Patrimony : Secure your transactions

Your personal assets: safeguard your property purchase by creating an SCI

The real estate investment trust (hereafter “SCI”) is a flexible and efficient wealth management tool which allows the rules governing property ownership to be devised.

In general, the main advantage of using an SCI as a means to own real estate derives from its ability to avoid the restrictive rules around joint ownership when compared to direct ownership.

Thus the SCI is most notably protected from potential creditors, optimises succession planning and creates a certain amount of stability within the family circle…

Creating an SCI requires the main objectives intended by the founding partners be identified upfront in order to calculate the amount of paid-up capital, the advisability or not of paying up the latter, the applicable tax regime, voting rules or the ways of selling shares.

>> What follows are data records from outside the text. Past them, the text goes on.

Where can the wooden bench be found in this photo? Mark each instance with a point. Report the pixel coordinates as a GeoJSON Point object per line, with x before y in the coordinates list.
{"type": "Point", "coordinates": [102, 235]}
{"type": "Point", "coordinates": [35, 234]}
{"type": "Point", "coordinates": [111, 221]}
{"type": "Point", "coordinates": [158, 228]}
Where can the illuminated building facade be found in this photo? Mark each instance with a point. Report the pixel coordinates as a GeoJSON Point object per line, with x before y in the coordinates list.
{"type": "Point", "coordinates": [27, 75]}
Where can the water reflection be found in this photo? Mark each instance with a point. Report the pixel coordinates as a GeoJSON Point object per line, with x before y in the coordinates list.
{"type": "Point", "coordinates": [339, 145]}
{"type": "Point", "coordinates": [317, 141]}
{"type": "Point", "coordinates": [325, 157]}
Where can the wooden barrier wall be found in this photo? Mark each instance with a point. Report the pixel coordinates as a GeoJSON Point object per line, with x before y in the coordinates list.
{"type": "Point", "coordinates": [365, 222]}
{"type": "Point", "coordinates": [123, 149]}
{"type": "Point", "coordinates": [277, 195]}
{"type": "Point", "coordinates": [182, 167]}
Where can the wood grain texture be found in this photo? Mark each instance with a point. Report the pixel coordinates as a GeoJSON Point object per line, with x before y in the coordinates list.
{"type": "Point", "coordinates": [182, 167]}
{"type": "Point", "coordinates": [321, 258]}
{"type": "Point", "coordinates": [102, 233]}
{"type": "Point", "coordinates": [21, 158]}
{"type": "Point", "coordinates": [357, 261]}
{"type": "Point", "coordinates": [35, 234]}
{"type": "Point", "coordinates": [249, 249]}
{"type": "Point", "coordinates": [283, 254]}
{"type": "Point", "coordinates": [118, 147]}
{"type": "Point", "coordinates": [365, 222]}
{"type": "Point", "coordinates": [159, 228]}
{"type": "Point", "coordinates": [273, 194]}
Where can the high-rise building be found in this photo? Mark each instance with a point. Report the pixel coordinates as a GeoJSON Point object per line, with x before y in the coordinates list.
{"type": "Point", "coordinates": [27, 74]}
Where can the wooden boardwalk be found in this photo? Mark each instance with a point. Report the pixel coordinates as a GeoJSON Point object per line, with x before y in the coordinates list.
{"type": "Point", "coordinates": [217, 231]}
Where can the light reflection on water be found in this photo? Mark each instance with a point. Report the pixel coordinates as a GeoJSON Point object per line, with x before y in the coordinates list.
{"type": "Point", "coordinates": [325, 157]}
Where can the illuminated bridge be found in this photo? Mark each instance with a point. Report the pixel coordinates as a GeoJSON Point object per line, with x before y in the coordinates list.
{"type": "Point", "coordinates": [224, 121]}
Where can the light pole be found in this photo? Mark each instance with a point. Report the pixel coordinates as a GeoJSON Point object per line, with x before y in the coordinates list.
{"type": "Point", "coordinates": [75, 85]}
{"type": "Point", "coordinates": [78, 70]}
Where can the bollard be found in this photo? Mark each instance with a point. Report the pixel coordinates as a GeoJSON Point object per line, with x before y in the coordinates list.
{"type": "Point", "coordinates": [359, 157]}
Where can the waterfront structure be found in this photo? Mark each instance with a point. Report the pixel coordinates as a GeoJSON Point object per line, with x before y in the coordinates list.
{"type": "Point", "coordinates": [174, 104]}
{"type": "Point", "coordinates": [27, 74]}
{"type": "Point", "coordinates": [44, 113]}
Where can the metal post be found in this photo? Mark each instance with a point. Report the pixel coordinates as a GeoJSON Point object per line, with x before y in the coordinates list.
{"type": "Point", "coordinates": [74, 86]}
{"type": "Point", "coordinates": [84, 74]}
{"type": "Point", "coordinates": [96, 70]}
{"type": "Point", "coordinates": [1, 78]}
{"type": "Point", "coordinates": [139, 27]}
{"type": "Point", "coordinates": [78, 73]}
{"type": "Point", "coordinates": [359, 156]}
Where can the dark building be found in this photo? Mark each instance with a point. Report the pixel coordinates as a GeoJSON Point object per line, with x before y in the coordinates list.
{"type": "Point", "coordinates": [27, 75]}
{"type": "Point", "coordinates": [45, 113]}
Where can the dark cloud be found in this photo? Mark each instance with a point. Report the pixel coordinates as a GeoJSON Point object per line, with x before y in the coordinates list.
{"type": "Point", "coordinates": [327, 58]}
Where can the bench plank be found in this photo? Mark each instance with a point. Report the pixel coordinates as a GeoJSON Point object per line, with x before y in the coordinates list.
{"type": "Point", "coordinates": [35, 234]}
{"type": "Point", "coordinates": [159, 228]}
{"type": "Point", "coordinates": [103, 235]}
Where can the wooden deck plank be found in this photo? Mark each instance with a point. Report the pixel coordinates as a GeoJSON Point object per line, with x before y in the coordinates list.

In effect there are several types of SCI which vary slightly according to the objective sought by the founding partners (protection against potential creditor proceedings, succession optimisation, quick resale or by contrast finding long term rental income…).

From this perspective, the DIXIT CAUSA practice is involved in different phases of the set-up and life of your SCI by providing you with the following services:

  • A personalised analysis of your situation and your aims, especially regarding the nature of the real estate you intend to acquire (old or new property likely to benefit from favourable tax regimes applicable to investments in rental property) or your wealth objectives as well;
  • Advice as to the choice of the main characteristics which will govern your SCI regarding your situation and objectives which together we will define (high or low paid-up capital, immediately paid-up or not, determining the rules of majority, possible restrictions on selling shares, apportioning paid-up capital, the identity of managers and the way in which they are nominated and removed…);
  • A global service concerning the set-up in the strictest sense of your SCI (the drafting of all the required legal documents for the set-up of your SCI as well as follow up with all the related formalities for the clerk of the Commercial Court and of the Corporate Tax Office);
  • Assistance throughout the life of your SCI so that you can choose the most appropriate tax regime (corporate tax or income tax), decide the advisability of dividing the property from your shares, ensure the shareholder meeting register is accurately kept, or be advised when you come to sell your real estate (advisability of the choice between a sale of the shares or of the property).

Your professional assets: safeguard your purchase or sale of a business

The legal process pertaining to the acquisition of a stakeholding in a company or of a business remain complex regarding the multitude of decisions which fall to the different parties involved.

Thus any person considering acquiring or selling a company is correct to consider an evaluation of what he should hold, the advisability of acquiring a business as opposed to the acquisition of paid-up capital or shares…

The legal details related to the acquisition of a company are even more complex when the interests of the seller and the buyer are acknowledged, especially concerning possible recourse to debt or the content of legal deeds designed to protect all parties.

From this perspective, DIXIT CAUSA is involved in different phases of your acquisition or sale projects by providing you with the following services:

  • A comprehensive analysis of your situation in order to clarify for you the consequences of the choice of purchase or sale transaction related to a business or a stakeholding in the paid-up capital of a company;
  • Monitoring negotiations concerning the main questions around the purchase or sale of a company: extent of the possible guarantee of the assets and liabilities (floor, ceiling, determining the guarantees…) advisability and consequences of a possible holding, main tax consequences of the transaction, extent of the conditions precedent in the sale agreement…;
  • A global service concerning the realisation of the required deeds for the transaction: drafting of the sale protocols, the business sale agreements, updates of the share transfer register, required deeds to set up a holding company (and the related shareholder agreements), as well as follow up of all the required legal formalities for the clerk of the Commercial Court and in general with the relevant authorities.